Hey Metiza! Last week, I kicked off a retrospective of LGBT+ Pride in music. Starting with the 1960s and ending in the present, my goal is to show how far the LGBT+ community has come, and how far it still needs to go.
If you remember, the 1960s was not a very good time to be gay. Entirely overshadowed by political unrest, war, and other rights movements, the LGBT+ community kept mostly quiet until the 1969 Stonewall Riots. This kickstarted a movement that used the momentum from Stonewall to garner mainstream attention, and change what it meant to be a member of the LGBT+ community.
No longer was it encouraged to hide your true self.
The first Gay Pride Parade took place in Los Angeles in 1970, Dr. Frank Kameny is the first openly gay candidate for US Congress in 1971, states repeal sodomy and homosexuality laws, Harvey Milk is the first openly gay man elected to public office in 1977. Though he was tragically assassinated a year later, Milk continues to be a role model for LGBT+ youth today, and proves that being true to yourself is one of the best ways to make a difference.
While this shift of sexual politics was happening, plenty of musicians followed suit.
While this shift of sexual politics was happening, plenty of musicians followed suit. In 1972, David Bowie’s album The Rise and Fall of Ziggy Stardust and the Bowie’s backing band, The Spiders From Mars, introduced a new stage persona for Bowie, Ziggy Stardust. While paving the way for the glam rock of the future, Bowie blurred the lines of gender expression with Stardust. Presenting simply as a performer, Bowie’s androgynous persona was someone different than who he was offstage. He, along with his wife at the time, came out as bisexual in the early 70s.
The importance of Glam Rock as a movement started by Bowie is often overlooked.
Men started wearing “outrageous” (for the time) hairstyles and outfits, and often donning makeup onstage. Like Ziggy Stardust’s iconic lightning bolt, many glam rock artists felt that more makeup and bigger hair meant more showmanship and more entertainment. Because it was entirely unheard of for men of the time to even wear foundation, performers like Bowie, Alice Cooper, and Brian Eno using makeup similarly (and in most cases, way more) to women of the era changed how gender was expressed.
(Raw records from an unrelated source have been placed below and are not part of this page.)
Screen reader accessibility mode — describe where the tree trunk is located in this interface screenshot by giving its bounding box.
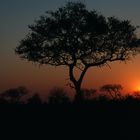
[69,65,88,102]
[75,84,84,103]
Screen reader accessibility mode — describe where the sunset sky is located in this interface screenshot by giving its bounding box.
[0,0,140,94]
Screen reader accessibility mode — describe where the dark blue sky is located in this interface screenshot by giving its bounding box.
[0,0,140,95]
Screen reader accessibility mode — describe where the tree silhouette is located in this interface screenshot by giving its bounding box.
[100,84,123,99]
[15,2,140,99]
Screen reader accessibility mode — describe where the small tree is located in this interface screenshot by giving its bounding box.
[15,2,140,99]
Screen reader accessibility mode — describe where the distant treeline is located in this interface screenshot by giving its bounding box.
[0,84,140,105]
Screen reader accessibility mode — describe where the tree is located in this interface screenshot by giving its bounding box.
[100,84,123,99]
[15,2,140,99]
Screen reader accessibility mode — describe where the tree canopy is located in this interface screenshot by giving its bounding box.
[15,2,140,99]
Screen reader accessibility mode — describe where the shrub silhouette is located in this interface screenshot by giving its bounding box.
[15,2,140,100]
[27,93,42,105]
[82,89,97,100]
[48,88,70,104]
[100,84,123,99]
[0,86,28,103]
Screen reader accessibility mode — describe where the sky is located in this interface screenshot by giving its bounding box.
[0,0,140,97]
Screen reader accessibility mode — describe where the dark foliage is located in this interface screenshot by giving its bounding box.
[15,2,140,100]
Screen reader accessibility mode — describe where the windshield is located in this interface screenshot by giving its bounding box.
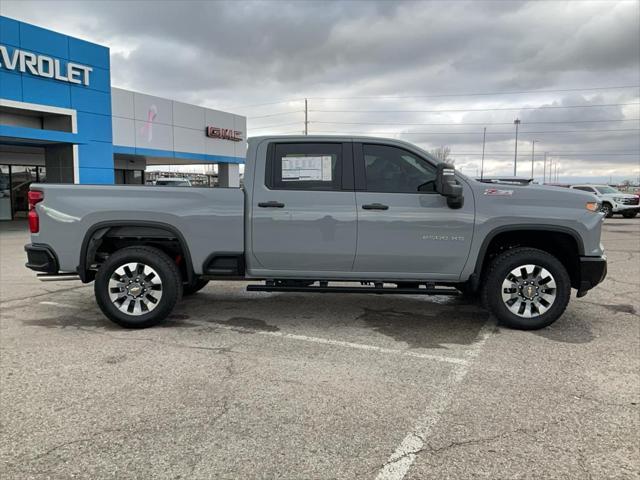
[596,187,620,194]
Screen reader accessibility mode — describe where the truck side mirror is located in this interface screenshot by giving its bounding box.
[436,163,464,208]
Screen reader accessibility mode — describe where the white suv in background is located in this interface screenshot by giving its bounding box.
[570,185,640,218]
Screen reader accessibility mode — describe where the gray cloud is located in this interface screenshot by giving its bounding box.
[2,0,640,181]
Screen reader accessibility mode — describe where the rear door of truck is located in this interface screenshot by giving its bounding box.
[252,141,357,275]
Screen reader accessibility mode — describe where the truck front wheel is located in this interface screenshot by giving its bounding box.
[482,247,571,330]
[94,247,182,328]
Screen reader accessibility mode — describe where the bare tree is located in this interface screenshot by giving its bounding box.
[429,146,456,164]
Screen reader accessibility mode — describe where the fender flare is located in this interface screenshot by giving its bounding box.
[77,220,195,283]
[473,224,584,282]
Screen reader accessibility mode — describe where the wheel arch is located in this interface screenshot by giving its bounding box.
[77,220,195,283]
[473,224,584,288]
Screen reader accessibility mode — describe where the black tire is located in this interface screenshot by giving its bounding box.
[94,247,182,328]
[182,278,209,297]
[482,247,571,330]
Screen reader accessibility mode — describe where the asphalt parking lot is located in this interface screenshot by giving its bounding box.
[0,218,640,479]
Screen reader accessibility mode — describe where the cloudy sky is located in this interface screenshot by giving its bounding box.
[0,0,640,181]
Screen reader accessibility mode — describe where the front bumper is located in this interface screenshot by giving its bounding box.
[578,255,607,297]
[24,243,59,273]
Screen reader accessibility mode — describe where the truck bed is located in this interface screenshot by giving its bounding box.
[31,184,244,274]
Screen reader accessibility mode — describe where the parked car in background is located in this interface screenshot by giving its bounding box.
[570,185,640,218]
[154,177,191,187]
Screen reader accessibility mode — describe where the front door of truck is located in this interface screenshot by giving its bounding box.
[251,142,357,278]
[353,143,474,280]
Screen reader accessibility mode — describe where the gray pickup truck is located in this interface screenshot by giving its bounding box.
[25,136,606,329]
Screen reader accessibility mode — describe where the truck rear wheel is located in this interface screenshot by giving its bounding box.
[482,248,571,330]
[94,247,182,328]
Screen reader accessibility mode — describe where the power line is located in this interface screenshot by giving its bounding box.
[308,85,640,100]
[309,118,640,126]
[218,85,640,109]
[309,103,640,113]
[315,128,640,135]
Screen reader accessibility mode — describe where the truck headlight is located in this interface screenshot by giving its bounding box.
[585,202,600,212]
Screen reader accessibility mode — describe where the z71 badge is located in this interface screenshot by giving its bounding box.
[484,188,513,196]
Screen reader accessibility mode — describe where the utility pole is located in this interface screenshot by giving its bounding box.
[531,140,537,181]
[480,127,487,180]
[513,118,520,177]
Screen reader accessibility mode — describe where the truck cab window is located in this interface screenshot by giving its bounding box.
[267,143,342,190]
[363,144,436,193]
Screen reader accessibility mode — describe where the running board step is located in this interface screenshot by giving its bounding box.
[247,285,460,295]
[36,272,80,282]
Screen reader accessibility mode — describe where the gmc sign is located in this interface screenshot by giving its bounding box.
[205,127,242,142]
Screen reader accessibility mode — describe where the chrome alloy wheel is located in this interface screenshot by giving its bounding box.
[109,263,162,316]
[502,264,557,318]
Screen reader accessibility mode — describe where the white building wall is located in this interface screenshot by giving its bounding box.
[111,88,247,163]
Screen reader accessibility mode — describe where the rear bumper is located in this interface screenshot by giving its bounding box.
[578,255,607,297]
[24,243,59,273]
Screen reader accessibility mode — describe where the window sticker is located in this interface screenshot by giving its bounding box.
[282,155,332,182]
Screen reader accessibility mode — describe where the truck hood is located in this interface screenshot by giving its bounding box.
[473,181,599,209]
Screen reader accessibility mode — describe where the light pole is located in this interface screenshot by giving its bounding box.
[480,127,487,180]
[531,140,538,181]
[513,118,520,177]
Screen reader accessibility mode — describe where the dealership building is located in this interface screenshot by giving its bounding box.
[0,16,247,220]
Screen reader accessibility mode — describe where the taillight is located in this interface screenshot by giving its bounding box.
[27,190,44,233]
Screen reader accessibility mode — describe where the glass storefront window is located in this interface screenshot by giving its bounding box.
[0,165,11,220]
[124,170,144,185]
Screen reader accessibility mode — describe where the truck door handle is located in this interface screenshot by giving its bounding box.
[362,203,389,210]
[258,200,284,208]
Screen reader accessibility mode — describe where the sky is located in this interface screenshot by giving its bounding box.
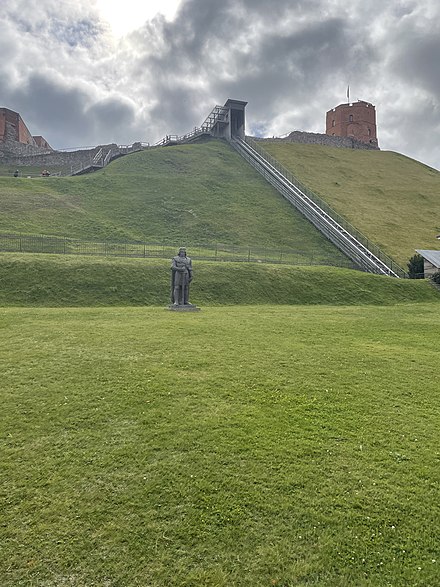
[0,0,440,169]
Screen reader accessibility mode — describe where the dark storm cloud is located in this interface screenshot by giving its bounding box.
[0,0,440,166]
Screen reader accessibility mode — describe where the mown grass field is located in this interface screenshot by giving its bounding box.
[0,303,440,587]
[0,251,440,307]
[261,141,440,268]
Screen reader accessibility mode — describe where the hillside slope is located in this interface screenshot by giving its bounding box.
[259,141,440,268]
[0,140,342,258]
[0,253,440,307]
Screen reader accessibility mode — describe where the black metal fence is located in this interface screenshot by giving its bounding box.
[0,233,356,269]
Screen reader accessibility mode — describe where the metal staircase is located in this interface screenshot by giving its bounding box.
[230,137,407,278]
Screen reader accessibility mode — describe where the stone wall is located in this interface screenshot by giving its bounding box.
[0,144,120,170]
[252,130,379,151]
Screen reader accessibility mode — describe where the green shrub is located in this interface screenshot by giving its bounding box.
[407,253,424,279]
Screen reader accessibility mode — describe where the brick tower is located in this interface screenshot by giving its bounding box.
[325,100,377,147]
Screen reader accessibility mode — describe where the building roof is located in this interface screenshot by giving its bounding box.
[416,249,440,268]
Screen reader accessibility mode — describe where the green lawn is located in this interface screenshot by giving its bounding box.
[0,306,440,587]
[261,141,440,268]
[0,249,440,307]
[0,140,345,259]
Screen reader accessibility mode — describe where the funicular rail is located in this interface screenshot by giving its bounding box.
[231,137,406,277]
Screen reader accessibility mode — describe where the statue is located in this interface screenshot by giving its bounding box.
[171,247,193,306]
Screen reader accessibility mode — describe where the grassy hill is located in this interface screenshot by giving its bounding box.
[0,140,340,257]
[261,141,440,268]
[0,253,440,307]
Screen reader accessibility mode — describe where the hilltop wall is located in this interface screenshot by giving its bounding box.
[0,108,52,156]
[252,130,379,151]
[0,143,120,169]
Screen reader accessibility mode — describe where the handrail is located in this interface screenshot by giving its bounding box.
[232,137,407,277]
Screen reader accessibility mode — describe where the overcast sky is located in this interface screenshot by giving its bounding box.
[0,0,440,169]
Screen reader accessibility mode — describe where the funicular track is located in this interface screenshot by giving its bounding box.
[230,137,406,278]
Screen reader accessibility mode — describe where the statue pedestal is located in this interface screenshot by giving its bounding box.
[168,304,200,312]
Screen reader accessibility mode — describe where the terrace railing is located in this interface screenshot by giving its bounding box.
[0,233,356,269]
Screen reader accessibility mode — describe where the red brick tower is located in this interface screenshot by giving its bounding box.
[325,100,377,146]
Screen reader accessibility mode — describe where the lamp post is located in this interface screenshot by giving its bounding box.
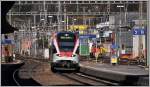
[117,5,124,56]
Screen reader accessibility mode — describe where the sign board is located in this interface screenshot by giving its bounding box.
[132,29,146,35]
[111,55,117,63]
[80,34,96,38]
[79,38,90,56]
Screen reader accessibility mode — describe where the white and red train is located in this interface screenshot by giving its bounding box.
[51,32,79,72]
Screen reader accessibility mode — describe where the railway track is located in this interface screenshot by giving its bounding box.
[13,59,42,86]
[59,72,119,86]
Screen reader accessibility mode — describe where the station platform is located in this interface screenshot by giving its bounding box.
[80,61,149,86]
[1,60,24,86]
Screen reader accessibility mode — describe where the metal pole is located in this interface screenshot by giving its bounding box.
[33,15,37,57]
[146,0,150,66]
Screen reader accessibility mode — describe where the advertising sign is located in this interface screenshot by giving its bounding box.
[132,28,146,35]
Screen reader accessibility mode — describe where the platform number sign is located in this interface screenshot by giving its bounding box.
[133,29,146,35]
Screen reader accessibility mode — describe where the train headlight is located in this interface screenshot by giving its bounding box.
[73,61,76,64]
[72,54,76,57]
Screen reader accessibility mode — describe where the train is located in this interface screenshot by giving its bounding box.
[51,31,80,72]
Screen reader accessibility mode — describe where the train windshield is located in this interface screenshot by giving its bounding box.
[57,33,75,51]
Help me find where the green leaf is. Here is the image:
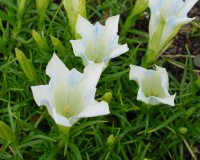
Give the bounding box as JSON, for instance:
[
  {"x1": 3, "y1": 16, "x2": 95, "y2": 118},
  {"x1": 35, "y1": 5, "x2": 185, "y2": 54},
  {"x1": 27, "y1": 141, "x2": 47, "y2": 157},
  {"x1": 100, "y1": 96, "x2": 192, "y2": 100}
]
[
  {"x1": 0, "y1": 121, "x2": 16, "y2": 143},
  {"x1": 15, "y1": 48, "x2": 36, "y2": 81}
]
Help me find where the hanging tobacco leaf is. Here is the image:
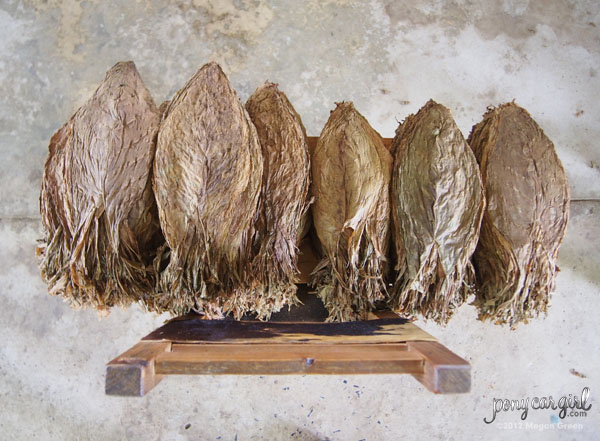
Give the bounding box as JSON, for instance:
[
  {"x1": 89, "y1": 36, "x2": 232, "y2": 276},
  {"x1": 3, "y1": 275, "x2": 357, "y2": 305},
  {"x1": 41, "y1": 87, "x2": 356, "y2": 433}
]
[
  {"x1": 244, "y1": 83, "x2": 310, "y2": 319},
  {"x1": 311, "y1": 103, "x2": 392, "y2": 321},
  {"x1": 38, "y1": 62, "x2": 161, "y2": 310},
  {"x1": 391, "y1": 100, "x2": 485, "y2": 323},
  {"x1": 469, "y1": 103, "x2": 569, "y2": 326},
  {"x1": 149, "y1": 63, "x2": 263, "y2": 317}
]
Another icon of the LGBT+ movement, Freddie Mercury, frontman of Queen, got his start in the 1970s. Though he never officially declared his sexuality, songs like “Don’t Stop Me Now” have lyrics suggesting his sexual preference to both men and women. Famously, Mercury said in an interview, “I sleep with men, women, cats—you name it. I’ll go to bed with anything!” His nonchalant attitude towards sexuality defined the start of the LGBT+ movement in the 70s, the goal of which was to make having an alternative sexuality or gender commonplace, just like being straight and cisgender.
David Bowie as Ziggy Stardust, Freddy Mercury and Iggy Pop were Glam Icons of the 1970s
While LGBT+ musicians like Freddie Mercury, Elton John, and David Bowie were getting airtime on the radio, enjoying mainstream success, and bringing LGBT+ topics and issues to the forefront, an entire movement full of sexual openness and acceptance was making its way from England to America through the underground punk scene. Many people forget that the punk rock movement dates back as early as 1976, with bands like The Ramones getting their start in that year.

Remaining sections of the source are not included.